Padecky: Former Casa Grande football standout leaves game behind
His feet hurt all the time. Sitting. Standing. Reclining. Walking, for sure. They hurt all the time. And they aren’t even a nuisance. Not even worth a shrug. John Porchivina has never been happier.
What made them hurt, well, Porchivina said it was the best thing that ever happened to him. Better than that star-studded football career he had at Casa Grande. Definitely more satisfying than getting that football scholarship to Cal. All those pats on the back, all those flowery compliments, all those adoring spotlights, all that was less than two years ago.
Which makes the next sentence feel like an ice water splash on that resume.
“I hardly ever think about football anymore,” said Lance Corporal John Porchivina of the United States Marine Corps.
John Porchivina doesn’t think about football? Huh?
John Porchivina lived football, inhaled it like oxygen. Once, it was as close as it could get as being a reason for living for him. He loved the contact, the success, the looks he would get that made him feel like a rock star. What teenager wouldn’t? At any age, applause can be a drug. When it comes on the heels of 3,508 all-purpose yards and 45 touchdowns - his statistics over two seasons as a Gaucho - such applause can send corrupt the best of talents.
Which makes the next sentence feel like another ice water splash on that resume.
“I took plays off,” he said. “I took practices off.”
Porchivina did all that and he didn’t bust it from whistle to whistle?

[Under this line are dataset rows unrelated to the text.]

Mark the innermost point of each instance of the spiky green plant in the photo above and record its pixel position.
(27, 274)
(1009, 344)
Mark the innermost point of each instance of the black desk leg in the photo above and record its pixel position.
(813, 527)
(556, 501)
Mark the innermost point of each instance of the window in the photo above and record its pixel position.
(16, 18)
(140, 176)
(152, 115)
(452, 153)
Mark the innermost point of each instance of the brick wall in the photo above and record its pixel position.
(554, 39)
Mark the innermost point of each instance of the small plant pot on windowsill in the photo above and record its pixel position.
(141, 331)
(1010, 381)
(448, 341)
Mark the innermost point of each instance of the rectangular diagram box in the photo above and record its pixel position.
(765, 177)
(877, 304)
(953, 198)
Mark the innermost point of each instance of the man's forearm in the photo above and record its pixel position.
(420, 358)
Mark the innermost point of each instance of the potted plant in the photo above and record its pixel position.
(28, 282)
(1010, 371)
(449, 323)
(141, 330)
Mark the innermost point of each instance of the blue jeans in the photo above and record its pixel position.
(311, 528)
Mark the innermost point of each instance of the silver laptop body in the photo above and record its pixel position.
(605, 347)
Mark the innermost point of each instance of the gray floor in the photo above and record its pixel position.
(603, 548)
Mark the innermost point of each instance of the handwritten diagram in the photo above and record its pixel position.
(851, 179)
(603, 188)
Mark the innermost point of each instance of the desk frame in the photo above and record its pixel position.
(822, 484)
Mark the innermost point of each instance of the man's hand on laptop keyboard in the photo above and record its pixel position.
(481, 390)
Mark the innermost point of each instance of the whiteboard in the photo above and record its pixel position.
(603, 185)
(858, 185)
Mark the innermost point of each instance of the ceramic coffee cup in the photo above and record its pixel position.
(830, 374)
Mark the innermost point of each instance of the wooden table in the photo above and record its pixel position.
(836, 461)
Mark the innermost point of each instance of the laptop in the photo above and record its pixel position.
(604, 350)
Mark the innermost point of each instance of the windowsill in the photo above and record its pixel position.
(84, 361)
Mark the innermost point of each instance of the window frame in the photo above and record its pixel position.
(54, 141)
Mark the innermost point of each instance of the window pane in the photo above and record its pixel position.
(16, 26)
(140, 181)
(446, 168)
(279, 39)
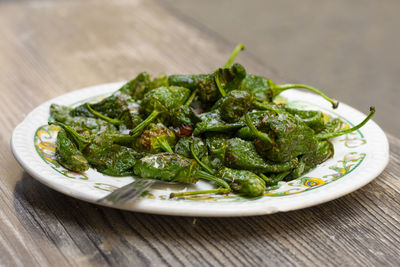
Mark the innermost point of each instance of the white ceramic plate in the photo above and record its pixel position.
(359, 158)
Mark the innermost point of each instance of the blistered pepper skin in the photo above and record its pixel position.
(109, 158)
(235, 105)
(168, 167)
(68, 155)
(241, 154)
(243, 182)
(291, 138)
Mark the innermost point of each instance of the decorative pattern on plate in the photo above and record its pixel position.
(45, 138)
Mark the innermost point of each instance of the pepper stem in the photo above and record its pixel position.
(199, 192)
(191, 97)
(263, 136)
(270, 107)
(346, 131)
(238, 48)
(218, 82)
(165, 145)
(144, 123)
(78, 139)
(279, 88)
(265, 178)
(202, 164)
(209, 177)
(101, 116)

“I was a team captain, but I wasn’t a leader,” Porchivina said. “I just did what I wanted to do. If a teammate screwed up or had trouble with something, I wouldn’t help him out. It wasn’t me screwing up. Why bother?”
And then Porchivina said something that you won’t hear from every 20-year-old.
“I was a self-centered (rhymes with grit),” he said. “What can touch me? I lived without consequences.”
To look at oneself so unforgiving and without compromise is difficult for anyone at any age. But the journey John Porchivina has taken to propel him to finish first in a Marine recruiting class of 518 - the celebrated Honor Graduate - is a story worth sharing. And Porchivina has. He has spoken twice to this year’s Casa’s football team. Now back in San Diego, Porchivina spent the month of September at home to see family and friends and relate his 13-week Marine boot camp experience.
His message to this year’s Gaucho team was as clear and direct as his self-assessment of a high school football player.
“Don’t take it (football) for granted,” was the first thing he said to the players. “College sports is not a game; it’s a job. Every down you play in high school, that’s about as good as it’s going to get for you. And I wish I had taken school more seriously; I just skated by.”
Yes, you guessed it, wasn’t a player who slept through that speech. Porchivina’s name carries weight around this school. He was NBL back of the year in 2014. He was first-team All-NBL both on offense and defense. He ran for a school-record 301 yards against Windsor.
His is a cautionary tale and the first caution is reality. He was the grit when he arrived at Berkeley. Least that’s what he thought. He was red-shirted his freshman year. He broke his hand. He sat. And watched. With headaches.
“I noticed I was having head issues,” he said. “I was having memory issues. A friend would tell me to get going, we had to get somewhere and I couldn’t remember.”
His father, Rudy, was a bit more specific.
“I wouldn’t be surprised if he had one, two, maybe three concussions,” said the elder Porchivina, a small-business owner. “Yes, there are concussion protocols in college and those are for the players seen playing on Saturday. For practice squad guys? You gotta really, really love that life (to practice for an entire year with no chance of playing).”
Sitting was an ice water slap all by itself for Porchivina, an Honorable Mention at the 2013 U.S. Army All-American Combine.
He decided to leave Cal and go to SRJC. The University of New Mexico became interested. San Jose State was in play. All the while a thought kept resurfacing, nagging, refusing to go away.
“Sure I could have kept playing football, but who would I be benefitting other than myself?”
Rudy was a Marine but that history wasn’t pushing Porchivina’s decision.
He was only four when the World Trade Center was attacked, but he had a memory of that. He saw the news. He saw the rise of ISIS. He saw the rise of commitment in himself, and it wasn’t football.
“I was surprised (when John enlisted),” Rudy Porchivina said. “I never glorified it. It’s a tough life. He wanted to be an infantryman. That’s no cakewalk. The phrase I use all the time is this: No one cuddles their newborn infant and says, ‘I hope you’ll grow up and be an infantryman.’ Yes, you want the White House or being a doctor or a lawyer. But infantry in the Marine Corps?”